A LIGHT, CHILLY MIST was falling on the city of New York as the seven hundred survivors of the sinking of the Titanic, at nine-thirty P.M. on Wednesday, April 17,1912, disembarked from the steamer Carpathia via fore and aft gangways. Wealthier passengers evaded a host of reporters and photographers lying in wait for them and were whisked away in private cars by relatives and friends.

Max Whittaker’s parents greeted him with unabashed joy.

Elizabeth Farr and her mother were met by Martin’s grieving parents and taken immediately to the elder Farrs’ Manhattan town house.

Malachy and Charlotte Hanrahan of Brooklyn, New York, were forced to endure a long, chilly wait near Pier 54 for their niece from Ireland, as third-class passengers were the last to depart the Carpathia. It was close to eleven o’clock on the dreary, dismal April night when this last group of survivors began emerging from the aft gangway.

Other third-class passengers had lost everything but their lives. Without funds for hotel rooms or further travel, they were remanded to the care of the Women’s Relief Committee or the American Red Cross.

There were no reporters waiting when this last group of one hundred seventy-four Titanic survivors straggled out into the open air. This oversight proved beneficial to Patrick Kelleher who, three years later, published a moving account of what that last night on the Titanic was like for passengers in third class, a story no one else had ever told as movingly as Paddy did. The Long, Dark Night received rave reviews, and though Paddy wrote novels throughout his life, it was that first book that made his fortune.

It was dedicated to the memory of his brother, Brian.

Katie Hanrahan found, to her great distress, that New York City was not to her liking. On the funds from the sale of his first book, Paddy took her back to Ireland, where they married and lived out their lives in Dublin, raising three children: Brian, Eugenie, and Fiona. Katie taught piano and voice to children in the area and when she wasn’t starring in local theater productions, studied English grammar at length in order to do Paddy’s “grammarizin’ ” for him.

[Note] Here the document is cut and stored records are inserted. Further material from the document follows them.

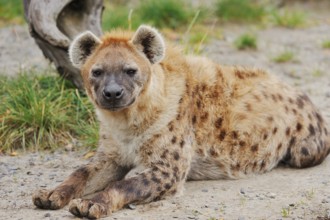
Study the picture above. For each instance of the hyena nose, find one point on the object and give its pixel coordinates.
(113, 92)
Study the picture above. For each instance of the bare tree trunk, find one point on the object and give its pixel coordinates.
(54, 24)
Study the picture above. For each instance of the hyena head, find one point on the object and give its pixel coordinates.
(116, 68)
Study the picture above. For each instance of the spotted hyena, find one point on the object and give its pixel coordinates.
(166, 118)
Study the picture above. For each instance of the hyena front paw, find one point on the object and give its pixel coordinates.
(51, 199)
(88, 208)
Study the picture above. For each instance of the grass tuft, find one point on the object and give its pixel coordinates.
(165, 13)
(43, 112)
(246, 41)
(289, 19)
(240, 10)
(11, 12)
(284, 57)
(326, 44)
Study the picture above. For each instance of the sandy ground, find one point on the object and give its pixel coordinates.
(281, 194)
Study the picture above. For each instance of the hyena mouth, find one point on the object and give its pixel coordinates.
(117, 107)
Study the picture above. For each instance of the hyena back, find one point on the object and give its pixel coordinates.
(165, 118)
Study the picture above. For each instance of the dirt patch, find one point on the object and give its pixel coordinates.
(281, 194)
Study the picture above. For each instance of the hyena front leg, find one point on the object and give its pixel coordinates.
(85, 180)
(157, 181)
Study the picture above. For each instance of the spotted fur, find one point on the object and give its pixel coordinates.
(180, 117)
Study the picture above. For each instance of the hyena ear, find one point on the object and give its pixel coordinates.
(81, 47)
(150, 42)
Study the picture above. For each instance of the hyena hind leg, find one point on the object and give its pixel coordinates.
(308, 152)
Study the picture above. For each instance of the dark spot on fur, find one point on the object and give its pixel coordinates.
(199, 104)
(311, 129)
(234, 134)
(287, 156)
(176, 155)
(265, 136)
(155, 179)
(167, 186)
(165, 174)
(319, 118)
(218, 123)
(194, 119)
(173, 140)
(309, 116)
(275, 130)
(248, 107)
(263, 165)
(145, 182)
(298, 127)
(300, 103)
(242, 143)
(292, 142)
(254, 148)
(304, 151)
(164, 154)
(222, 135)
(204, 116)
(239, 74)
(213, 153)
(274, 98)
(183, 175)
(294, 111)
(288, 131)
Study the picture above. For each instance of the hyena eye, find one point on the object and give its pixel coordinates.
(96, 73)
(131, 72)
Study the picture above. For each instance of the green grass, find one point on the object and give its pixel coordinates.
(246, 41)
(288, 19)
(240, 10)
(159, 13)
(43, 112)
(165, 13)
(120, 16)
(284, 57)
(11, 12)
(326, 44)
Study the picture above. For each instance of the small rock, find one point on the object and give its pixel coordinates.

Elizabeth Langston Farr graduated from Vassar College in Poughkeepsie, New York, with a degree in Literature. She taught at a private girls’ school in Manhattan, becoming headmistress four years after her marriage to Maxwell Whittaker. She continued at the school throughout her life, with Max’s support. They had no children, but Elizabeth considered herself surrogate mother to the girls in her school and was not discontented.

Max achieved modest success as a painter.

Nola Farr remarried three years after the Titanic disaster, to a French ambassador, and moved to Paris.

Though she missed her mother, Elizabeth put off visiting her as long as possible, reluctant to board a ship again.

But when she and Max eventually traveled to France, they sailed without incident, enjoying a safe and pleasant trip.